お飾り王妃は華麗に退場いたします~クズな夫は捨てて自由になっても構いませんよね?~【極上の大逆転シリーズ】
 封じたはずだったのに。ルークへの気持ちは、封じ込めたはずだったのに。

 一通の手紙が、こんなにもオリヴィアを弱くしてしまう。滲んだ涙を、指の背でそっと払った。

「ありがとう、ルーク。でも、私は大丈夫。いえ、大丈夫でなければならないの」

 その様子を侍女ふたりが痛ましそうな目で見ているから、いたたまれなくなる。ごまかすみたいに、鳩の方に向き直った。

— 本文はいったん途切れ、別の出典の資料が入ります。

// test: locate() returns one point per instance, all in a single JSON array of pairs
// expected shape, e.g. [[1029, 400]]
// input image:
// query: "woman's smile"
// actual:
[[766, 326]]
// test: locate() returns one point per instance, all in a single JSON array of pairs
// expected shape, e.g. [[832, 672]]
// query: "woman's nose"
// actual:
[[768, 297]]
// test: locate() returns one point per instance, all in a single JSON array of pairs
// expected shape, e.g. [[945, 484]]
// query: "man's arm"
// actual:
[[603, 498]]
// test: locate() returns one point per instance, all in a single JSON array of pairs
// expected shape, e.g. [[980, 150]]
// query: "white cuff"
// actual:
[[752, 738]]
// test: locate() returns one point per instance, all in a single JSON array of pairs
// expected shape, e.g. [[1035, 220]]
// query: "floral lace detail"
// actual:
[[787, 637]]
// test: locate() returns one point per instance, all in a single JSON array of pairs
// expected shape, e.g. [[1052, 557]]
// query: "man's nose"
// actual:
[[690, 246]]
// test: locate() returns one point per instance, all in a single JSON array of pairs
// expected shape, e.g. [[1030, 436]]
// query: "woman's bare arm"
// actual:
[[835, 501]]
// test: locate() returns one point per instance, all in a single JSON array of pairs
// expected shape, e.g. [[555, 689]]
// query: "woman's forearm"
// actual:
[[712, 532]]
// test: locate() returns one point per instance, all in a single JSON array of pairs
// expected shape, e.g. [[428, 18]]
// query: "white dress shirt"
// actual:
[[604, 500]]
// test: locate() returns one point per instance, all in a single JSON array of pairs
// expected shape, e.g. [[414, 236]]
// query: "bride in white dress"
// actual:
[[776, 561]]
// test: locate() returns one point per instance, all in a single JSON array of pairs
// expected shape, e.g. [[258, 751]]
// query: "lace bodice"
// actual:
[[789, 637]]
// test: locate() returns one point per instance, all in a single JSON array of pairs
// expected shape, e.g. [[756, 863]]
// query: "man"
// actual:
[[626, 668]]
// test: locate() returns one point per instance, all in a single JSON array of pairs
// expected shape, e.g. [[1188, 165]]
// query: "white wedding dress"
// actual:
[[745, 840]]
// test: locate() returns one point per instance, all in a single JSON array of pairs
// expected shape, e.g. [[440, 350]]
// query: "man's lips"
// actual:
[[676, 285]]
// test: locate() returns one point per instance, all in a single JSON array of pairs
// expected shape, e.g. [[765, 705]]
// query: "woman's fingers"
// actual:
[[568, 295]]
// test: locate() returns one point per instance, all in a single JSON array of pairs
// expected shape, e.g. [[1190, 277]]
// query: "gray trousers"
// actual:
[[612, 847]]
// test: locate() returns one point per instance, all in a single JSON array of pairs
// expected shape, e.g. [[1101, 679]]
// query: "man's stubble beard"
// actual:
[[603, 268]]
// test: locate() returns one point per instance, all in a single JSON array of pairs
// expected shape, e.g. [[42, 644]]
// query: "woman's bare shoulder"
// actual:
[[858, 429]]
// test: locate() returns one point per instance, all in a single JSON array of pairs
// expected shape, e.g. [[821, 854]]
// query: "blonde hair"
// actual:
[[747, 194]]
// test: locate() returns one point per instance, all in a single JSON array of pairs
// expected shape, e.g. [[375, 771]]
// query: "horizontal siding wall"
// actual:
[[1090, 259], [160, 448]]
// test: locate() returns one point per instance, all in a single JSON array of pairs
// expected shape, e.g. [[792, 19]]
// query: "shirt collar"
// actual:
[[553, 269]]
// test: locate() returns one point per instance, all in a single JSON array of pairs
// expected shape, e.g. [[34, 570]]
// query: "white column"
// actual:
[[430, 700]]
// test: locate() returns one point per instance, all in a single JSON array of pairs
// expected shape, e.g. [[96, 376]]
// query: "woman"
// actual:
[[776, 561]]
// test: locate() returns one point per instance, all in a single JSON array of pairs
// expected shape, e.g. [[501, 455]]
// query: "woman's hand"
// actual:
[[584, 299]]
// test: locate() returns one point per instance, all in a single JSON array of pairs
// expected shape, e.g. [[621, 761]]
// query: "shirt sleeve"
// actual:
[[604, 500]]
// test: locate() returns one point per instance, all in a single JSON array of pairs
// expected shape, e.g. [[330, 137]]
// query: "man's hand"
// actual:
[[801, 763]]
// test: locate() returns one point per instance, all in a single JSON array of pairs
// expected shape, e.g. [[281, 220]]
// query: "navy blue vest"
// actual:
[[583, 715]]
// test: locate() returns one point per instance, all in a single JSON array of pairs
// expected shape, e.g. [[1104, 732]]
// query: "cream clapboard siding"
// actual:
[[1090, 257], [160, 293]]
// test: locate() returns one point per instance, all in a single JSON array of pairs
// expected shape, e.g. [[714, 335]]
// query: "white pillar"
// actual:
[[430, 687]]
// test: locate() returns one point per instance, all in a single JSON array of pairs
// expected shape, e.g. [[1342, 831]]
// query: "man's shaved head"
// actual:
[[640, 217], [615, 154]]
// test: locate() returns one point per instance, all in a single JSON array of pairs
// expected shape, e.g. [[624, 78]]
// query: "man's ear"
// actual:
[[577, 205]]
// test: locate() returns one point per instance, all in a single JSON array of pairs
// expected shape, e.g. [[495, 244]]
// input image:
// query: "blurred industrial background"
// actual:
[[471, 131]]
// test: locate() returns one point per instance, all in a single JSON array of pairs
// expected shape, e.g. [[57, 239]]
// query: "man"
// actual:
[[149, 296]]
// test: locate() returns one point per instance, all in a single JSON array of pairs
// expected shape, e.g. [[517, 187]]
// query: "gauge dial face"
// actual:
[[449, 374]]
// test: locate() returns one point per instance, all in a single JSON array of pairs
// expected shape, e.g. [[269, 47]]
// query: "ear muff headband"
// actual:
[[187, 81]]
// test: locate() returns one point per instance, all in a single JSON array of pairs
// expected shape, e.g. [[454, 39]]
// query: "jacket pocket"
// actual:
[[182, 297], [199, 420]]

「あなたは、今夜はここにとまるのかしら。それとも、すぐにルークのところに戻るの?」

「クルル?」

 首を傾げている鳩は、「私に用はないですか?」と言っているみたいだ。

(……本当のことは書けないわね)

 きっと、今オリヴィアが置かれている状況を知れば、ルークはすぐにでも駆けつけてくるだろう。それは、ルークを破滅の道に引きずり込むことにしかならないから。

「鳩は、なにを食べるのかしら?」

「パンでも穀物でもなんでも食べます」

 エリサは一時使役魔術を身に付けようとしていたことがあったので、動物の生態には詳しい。